Tuesday, May 02, 2006

On April 27, 2006 I wrote a post on the high price of gasoline.  The conclusion of that article was that a “windfall profit” could not realistically be determined.  Oil companies may very well be receiving the economically relevant profit for the oil they sell based upon supply and demand principles.  

Of course, the “windfall profit tax” is not the only “solution” being proposed.  According to news reports, members of Congress are also proposing to remove the federal gasoline tax ($.184 per gallon) for a temporary period of time and/or give a $100 rebate to taxpayers.  Representatives from Illinois are proposing a temporary end to the Illinois sales tax on gasoline which is 6.25% including the local portion of the tax.

Economically, what will be the result of these proposals?  The “windfall profits tax” is intended to shift some income from the various companies involved in oil to the government.  What the government will do with the additional taxes has not yet been worked out.  Economically, I doubt that any government conceived “windfall profits tax” will be beneficial.  As I stated in the April 27th post, I don’t think an agreement can be reached as to the amount of any “windfall profit” nor economically should there be a “windfall profit tax”.      

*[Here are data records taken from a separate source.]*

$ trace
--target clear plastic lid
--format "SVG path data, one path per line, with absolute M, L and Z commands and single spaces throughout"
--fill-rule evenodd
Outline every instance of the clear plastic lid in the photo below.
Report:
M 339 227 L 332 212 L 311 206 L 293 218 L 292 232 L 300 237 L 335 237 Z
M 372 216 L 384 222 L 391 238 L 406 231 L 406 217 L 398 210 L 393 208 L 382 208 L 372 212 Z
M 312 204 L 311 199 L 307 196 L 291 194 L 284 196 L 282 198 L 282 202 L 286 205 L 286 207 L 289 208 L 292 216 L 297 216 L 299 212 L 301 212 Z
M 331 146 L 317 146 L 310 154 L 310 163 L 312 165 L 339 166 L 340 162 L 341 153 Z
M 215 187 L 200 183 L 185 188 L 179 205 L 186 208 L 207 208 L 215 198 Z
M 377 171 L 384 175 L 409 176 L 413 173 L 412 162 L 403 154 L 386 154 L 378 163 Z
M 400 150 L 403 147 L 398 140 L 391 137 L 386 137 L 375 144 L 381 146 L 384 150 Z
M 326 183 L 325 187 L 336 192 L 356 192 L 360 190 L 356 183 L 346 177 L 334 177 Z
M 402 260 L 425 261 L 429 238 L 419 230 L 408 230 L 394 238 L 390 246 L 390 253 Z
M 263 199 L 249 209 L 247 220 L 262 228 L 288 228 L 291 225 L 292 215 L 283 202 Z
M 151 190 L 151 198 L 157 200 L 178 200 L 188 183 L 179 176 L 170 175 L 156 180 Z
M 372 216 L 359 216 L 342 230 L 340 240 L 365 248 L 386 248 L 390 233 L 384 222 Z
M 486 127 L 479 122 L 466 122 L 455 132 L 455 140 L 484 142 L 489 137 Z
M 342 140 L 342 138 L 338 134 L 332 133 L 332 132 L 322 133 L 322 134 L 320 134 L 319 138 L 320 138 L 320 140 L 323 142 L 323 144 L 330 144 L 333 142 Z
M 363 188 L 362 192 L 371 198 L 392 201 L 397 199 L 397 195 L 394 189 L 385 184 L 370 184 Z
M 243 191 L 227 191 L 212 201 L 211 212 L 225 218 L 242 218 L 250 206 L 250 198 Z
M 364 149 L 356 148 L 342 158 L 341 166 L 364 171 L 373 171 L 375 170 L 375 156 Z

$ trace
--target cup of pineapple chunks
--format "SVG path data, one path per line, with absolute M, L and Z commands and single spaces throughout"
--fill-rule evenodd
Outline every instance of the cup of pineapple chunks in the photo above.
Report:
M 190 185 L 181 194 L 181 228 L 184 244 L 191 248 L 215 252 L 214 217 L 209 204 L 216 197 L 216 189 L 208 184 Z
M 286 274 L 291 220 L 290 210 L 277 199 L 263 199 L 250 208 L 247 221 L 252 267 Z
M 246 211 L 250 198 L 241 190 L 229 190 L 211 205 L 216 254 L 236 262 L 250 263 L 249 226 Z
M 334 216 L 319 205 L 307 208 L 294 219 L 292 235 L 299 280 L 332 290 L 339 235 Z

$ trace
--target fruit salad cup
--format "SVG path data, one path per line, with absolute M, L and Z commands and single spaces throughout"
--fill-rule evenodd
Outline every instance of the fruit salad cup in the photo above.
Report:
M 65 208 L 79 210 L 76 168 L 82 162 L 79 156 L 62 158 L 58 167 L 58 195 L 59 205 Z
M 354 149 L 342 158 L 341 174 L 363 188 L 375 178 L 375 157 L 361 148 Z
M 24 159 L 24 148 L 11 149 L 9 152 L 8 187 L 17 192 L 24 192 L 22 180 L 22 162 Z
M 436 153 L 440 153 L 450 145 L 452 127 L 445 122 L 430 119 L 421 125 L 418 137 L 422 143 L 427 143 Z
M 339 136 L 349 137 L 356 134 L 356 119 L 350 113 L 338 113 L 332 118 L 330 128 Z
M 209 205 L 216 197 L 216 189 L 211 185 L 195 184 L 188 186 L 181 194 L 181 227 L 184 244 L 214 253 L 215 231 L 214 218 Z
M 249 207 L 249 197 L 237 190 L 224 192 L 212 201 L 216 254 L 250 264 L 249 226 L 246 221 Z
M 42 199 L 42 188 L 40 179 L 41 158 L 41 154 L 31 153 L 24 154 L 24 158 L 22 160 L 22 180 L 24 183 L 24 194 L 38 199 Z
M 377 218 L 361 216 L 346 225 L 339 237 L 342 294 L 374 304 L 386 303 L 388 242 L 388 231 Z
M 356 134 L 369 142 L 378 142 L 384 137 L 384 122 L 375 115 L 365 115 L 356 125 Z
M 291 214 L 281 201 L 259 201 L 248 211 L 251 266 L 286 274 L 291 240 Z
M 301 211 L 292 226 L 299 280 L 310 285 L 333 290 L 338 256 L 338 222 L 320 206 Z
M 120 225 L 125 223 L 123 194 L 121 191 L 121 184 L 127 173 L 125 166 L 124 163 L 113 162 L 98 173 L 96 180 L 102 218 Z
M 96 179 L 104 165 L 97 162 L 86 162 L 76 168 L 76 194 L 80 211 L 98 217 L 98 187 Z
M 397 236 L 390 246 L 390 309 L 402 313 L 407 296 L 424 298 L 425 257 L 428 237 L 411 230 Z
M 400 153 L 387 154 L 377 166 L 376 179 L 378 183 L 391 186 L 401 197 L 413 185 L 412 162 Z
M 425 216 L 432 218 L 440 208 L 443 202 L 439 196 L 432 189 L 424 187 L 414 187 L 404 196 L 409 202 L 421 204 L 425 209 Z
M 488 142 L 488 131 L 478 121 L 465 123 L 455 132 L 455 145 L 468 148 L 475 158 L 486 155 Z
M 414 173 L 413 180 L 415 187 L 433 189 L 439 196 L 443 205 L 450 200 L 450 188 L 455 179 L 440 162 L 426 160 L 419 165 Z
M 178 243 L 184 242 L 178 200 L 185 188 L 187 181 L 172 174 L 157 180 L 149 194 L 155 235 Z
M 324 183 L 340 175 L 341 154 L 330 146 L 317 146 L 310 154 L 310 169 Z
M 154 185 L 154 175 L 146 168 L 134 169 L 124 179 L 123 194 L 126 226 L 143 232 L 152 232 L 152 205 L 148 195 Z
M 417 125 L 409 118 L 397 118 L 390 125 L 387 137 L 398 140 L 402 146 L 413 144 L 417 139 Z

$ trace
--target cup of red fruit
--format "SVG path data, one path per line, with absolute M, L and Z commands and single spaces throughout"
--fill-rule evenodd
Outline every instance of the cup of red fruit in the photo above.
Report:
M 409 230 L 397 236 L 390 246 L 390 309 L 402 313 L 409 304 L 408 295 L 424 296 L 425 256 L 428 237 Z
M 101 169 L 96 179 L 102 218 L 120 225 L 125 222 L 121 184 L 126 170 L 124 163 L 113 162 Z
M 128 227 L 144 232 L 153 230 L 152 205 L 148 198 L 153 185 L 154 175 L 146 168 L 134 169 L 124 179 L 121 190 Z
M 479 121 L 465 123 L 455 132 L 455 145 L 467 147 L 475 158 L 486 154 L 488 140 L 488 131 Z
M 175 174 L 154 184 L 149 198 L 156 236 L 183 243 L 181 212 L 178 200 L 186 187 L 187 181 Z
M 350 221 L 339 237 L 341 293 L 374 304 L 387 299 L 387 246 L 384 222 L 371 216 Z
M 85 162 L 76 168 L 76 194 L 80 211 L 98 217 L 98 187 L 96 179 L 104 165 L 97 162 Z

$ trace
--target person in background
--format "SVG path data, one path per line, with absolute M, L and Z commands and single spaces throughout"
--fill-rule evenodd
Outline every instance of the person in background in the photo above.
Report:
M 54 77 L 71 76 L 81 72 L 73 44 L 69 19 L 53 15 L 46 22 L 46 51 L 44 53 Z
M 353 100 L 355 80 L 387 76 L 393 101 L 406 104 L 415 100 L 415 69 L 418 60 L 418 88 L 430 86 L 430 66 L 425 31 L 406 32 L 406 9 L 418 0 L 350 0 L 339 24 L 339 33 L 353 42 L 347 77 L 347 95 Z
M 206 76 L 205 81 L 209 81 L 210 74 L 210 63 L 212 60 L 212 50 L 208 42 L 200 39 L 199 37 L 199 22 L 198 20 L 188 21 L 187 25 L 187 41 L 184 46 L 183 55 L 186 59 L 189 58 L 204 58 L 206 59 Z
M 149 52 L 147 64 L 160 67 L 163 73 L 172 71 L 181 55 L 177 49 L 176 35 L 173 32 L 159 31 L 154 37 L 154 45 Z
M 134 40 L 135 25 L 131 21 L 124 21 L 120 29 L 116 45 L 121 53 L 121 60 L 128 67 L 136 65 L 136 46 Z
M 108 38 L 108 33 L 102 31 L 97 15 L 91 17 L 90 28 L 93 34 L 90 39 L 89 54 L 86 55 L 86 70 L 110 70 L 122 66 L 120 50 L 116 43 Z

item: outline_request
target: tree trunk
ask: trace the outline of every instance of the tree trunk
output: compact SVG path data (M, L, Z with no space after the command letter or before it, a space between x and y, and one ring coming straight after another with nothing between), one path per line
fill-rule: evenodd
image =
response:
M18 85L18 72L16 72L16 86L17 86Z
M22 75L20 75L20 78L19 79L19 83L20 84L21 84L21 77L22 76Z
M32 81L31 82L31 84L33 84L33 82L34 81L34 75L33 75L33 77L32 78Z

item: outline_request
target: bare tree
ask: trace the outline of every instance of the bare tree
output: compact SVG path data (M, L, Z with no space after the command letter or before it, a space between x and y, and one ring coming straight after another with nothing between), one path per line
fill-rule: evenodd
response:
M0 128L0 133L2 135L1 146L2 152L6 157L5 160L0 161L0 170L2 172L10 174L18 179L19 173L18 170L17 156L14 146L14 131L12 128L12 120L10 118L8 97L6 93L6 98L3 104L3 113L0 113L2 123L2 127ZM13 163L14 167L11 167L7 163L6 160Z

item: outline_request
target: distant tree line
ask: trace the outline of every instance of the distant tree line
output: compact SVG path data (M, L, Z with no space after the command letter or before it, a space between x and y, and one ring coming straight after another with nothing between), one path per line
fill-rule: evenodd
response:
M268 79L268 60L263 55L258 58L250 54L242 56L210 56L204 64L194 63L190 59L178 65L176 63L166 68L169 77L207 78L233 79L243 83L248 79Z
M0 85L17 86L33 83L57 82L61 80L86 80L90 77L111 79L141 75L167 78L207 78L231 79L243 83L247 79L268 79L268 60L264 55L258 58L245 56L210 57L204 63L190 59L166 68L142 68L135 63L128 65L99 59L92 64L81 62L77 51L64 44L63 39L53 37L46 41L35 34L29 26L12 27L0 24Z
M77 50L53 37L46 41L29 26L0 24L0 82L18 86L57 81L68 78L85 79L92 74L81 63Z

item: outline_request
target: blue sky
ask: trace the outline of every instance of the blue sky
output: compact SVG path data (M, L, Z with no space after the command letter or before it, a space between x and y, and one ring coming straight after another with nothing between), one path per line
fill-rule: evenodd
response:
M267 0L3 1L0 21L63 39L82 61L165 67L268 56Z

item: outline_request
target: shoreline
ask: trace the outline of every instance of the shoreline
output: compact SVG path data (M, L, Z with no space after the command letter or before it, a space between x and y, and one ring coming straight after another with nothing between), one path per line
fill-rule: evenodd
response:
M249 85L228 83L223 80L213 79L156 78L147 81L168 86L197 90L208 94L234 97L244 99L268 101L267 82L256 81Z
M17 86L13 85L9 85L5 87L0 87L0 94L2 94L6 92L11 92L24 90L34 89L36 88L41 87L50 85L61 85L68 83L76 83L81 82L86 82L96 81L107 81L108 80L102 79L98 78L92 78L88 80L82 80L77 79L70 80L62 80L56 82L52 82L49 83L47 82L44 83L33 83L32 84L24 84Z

The temporary removing of taxes may have the unintended consequence of actually increasing the price for gasoline.  If the price is lower, the demand may well increase.  Increasing demand without a subsequent increase in supply usually leads to HIGHER prices.  The end result may mean the actual price is similar to the present price with the government receiving less tax revenue.  If the $100 rebate is used to purchase gasoline and therefore increasing demand, the price will not be significantly changed or will continue to increase.  The government will just be giving consumers addition income to demand more gasoline.  

Economically, only three things will lower gasoline prices.  Decreased demand, increased supply, or a combination of decreased demand and increased supply.  If you want lower prices, buy less gasoline.  That means driving less, not buying SUV’s and other vehicles that provide low gasoline mileage, finding and using alternative means of transportation, and developing and using alternative fuels among other approaches.

Unfortunately, these alternatives take time to occur.  Unfortunately, we knew there was a major problem since at least the 1970’s when consumers were waiting in line for hours for gasoline.  Unfortunately, we basically ignored solutions once the crisis subsided.  Unfortunately, the demand for gasoline is far greater worldwide now than it was then giving our actions less of an impact worldwide.  Unfortunately, instead of demanding fuel efficient vehicles, we demanded SUV’s.  Unfortunately, we need the will to make major changes over a long period of time and we have not demonstrated an ability to get past our momentary, perceived selfish interests.

I heard this last week and I don’t remember the source.  Supposedly, a representative of an oil producing nation told an U.S. representative that if the U.S. begins programs to shift our dependence on oil, the oil producing countries would simply lower prices.

What would be the result?  The implication seemed to be that the oil producing countries know that lowering the price would basically stop our drive to find and use alternatives to oil.  Why would he believe this?  Because that was exactly what happened after the crisis of the 1970’s.  After the crisis was perceived to be over, we stopped pushing for solutions.  The result?  We are more dependent upon oil today than we were then!    

It’s time we took responsibility for our actions.  It’s time to end our five second attention span.  It’s time to start making sacrifices for the good of the nation and the economy.  It’s time to pay attention and benefit from the “laws of supply and demand”.  It’s time to allow the pain of high prices to change our collective behavior.

If not, we will get pass this.  Price will eventually be lower. And we will probably go through this for a third, fourth, fifth time until we finally start changing our demand and supply behavior.  There are only three choices—change now, change later after more pain, or don’t change and go through this again and again.  It will not be the politicians; it will be our fault.  We ultimately as consumers determine supply and demand!